To tackle that challenge, Ibrahim’s team built the Test Bed for Secure Distributed Grid Management, a hardware system that mimics the communications, power systems, and cyber security layers for a utility’s power distribution system, the part of the power grid that carries power from substations to homes and businesses.

The test bed includes hardware and software that utilities would use to control a distribution system, including a distribution management system, an enterprise data management system, and two substation management systems. In turn, the substation management systems can interact with real field equipment, such as electric storage systems and electric vehicle chargers, as well as computer-simulated devices, such as solar photovoltaic systems.
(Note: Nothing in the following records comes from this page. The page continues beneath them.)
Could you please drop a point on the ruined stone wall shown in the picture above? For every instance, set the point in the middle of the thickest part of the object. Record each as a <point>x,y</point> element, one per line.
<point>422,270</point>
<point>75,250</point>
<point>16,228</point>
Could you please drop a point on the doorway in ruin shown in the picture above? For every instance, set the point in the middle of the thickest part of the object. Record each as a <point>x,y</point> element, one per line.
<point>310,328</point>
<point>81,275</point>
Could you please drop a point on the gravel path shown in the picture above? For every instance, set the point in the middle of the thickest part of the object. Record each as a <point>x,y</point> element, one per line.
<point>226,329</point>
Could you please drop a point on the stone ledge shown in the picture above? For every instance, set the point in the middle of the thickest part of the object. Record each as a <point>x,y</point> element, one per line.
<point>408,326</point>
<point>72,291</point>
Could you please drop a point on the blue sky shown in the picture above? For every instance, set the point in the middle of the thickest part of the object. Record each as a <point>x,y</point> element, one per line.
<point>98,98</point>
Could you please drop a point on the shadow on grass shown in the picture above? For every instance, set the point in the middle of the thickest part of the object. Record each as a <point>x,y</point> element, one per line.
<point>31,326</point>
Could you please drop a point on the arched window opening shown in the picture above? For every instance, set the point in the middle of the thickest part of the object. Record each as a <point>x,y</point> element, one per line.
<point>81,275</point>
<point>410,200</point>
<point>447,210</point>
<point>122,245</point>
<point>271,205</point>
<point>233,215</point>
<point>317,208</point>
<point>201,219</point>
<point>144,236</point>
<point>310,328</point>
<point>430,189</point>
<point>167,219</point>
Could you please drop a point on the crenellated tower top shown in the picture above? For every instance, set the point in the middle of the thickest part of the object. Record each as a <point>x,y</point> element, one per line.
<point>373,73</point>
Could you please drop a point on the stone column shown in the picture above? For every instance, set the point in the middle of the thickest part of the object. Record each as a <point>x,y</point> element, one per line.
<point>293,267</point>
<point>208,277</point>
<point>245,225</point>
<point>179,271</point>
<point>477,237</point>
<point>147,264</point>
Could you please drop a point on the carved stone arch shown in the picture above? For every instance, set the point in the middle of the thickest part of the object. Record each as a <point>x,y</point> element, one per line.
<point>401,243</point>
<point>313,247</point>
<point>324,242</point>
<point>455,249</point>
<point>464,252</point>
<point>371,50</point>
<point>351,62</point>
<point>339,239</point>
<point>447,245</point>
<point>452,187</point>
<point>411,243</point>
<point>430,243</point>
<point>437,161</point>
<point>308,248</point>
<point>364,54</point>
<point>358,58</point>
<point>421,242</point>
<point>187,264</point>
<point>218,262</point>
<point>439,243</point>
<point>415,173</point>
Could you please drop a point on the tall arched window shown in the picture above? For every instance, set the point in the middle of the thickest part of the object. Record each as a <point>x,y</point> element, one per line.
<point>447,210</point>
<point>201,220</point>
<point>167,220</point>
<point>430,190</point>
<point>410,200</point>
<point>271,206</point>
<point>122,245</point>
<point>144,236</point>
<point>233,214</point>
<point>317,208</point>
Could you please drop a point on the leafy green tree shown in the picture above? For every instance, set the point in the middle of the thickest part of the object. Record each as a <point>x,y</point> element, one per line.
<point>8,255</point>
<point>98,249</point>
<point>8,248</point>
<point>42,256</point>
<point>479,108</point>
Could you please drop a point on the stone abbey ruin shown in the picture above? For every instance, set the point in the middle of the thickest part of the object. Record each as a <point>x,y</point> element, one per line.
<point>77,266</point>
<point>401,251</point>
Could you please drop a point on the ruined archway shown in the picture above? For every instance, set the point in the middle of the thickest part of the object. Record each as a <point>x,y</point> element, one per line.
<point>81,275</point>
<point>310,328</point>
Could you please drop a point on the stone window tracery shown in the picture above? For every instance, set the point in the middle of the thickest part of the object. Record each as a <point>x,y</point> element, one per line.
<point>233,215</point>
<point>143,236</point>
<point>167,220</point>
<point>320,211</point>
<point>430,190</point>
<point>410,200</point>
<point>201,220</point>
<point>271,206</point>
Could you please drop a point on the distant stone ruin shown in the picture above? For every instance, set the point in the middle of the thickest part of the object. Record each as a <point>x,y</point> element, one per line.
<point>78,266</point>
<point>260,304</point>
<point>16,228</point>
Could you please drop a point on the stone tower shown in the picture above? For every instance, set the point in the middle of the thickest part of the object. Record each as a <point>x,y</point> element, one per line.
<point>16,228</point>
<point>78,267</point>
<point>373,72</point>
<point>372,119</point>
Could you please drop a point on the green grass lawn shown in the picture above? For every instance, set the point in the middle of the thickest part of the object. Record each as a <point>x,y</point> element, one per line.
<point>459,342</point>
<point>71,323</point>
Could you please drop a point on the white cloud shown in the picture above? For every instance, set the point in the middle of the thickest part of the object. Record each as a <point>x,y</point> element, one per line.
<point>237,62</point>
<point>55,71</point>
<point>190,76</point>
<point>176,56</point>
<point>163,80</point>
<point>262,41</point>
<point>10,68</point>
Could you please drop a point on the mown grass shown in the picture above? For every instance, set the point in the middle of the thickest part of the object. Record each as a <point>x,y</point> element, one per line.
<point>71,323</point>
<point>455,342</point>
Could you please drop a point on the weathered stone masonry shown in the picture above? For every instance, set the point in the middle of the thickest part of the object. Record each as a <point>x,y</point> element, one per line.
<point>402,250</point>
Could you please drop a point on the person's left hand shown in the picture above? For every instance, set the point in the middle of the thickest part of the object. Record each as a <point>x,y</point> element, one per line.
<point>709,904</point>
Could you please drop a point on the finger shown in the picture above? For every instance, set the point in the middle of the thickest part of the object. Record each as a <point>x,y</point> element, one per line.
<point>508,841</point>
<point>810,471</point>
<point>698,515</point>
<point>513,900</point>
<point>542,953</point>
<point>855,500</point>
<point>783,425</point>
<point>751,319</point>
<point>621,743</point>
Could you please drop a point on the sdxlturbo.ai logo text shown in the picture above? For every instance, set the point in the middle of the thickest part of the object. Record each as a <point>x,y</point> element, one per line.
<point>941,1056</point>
The test bed also incorporates technology for cyber security in an attempt to make the system as secure as possible. As just one example, in typical computer-based communications systems, like the Internet, data is broken up into small “packets” exchanged between the communicating computers. The NREL test bed includes a system that hides a “token” within the first packet of each communication session. If a hacker gets into the system and tries to establish his own communication session, his packet will end up rejected because it lacks the hidden token.

Another approach “cloaks” the network from unauthorized users, so hackers can’t even detect the computer server. You can’t attack what you can’t detect. Yet another approach maintains an “airgap” — an information exchange with no network connectivity. You can’t use an online attack for a device that is not online.

Once Ibrahim and his team had the “perfect system” set up to secure the test bed, they tried to break it. They broke out their hacker tools and tried to break into the system. Approaching the system from three different angles, they found only one vulnerability, which was due to a misconfigured device. Through just that one error, the hacker was able to get into the system, gain administrator rights, and take control. Those are the types of insights the test bed could provide. One cyber security firm refined its product after seeing how it performed on the test bed.

“In three and a half months, we were able to pull a real-scale test bed together, attack it, and figure out what works and what doesn’t work from a protection perspective,” Ibrahim said. “Now we’re going to share our findings with the industry to accelerate the adoption of empirically proven cyber security controls to protect critical infrastructure.”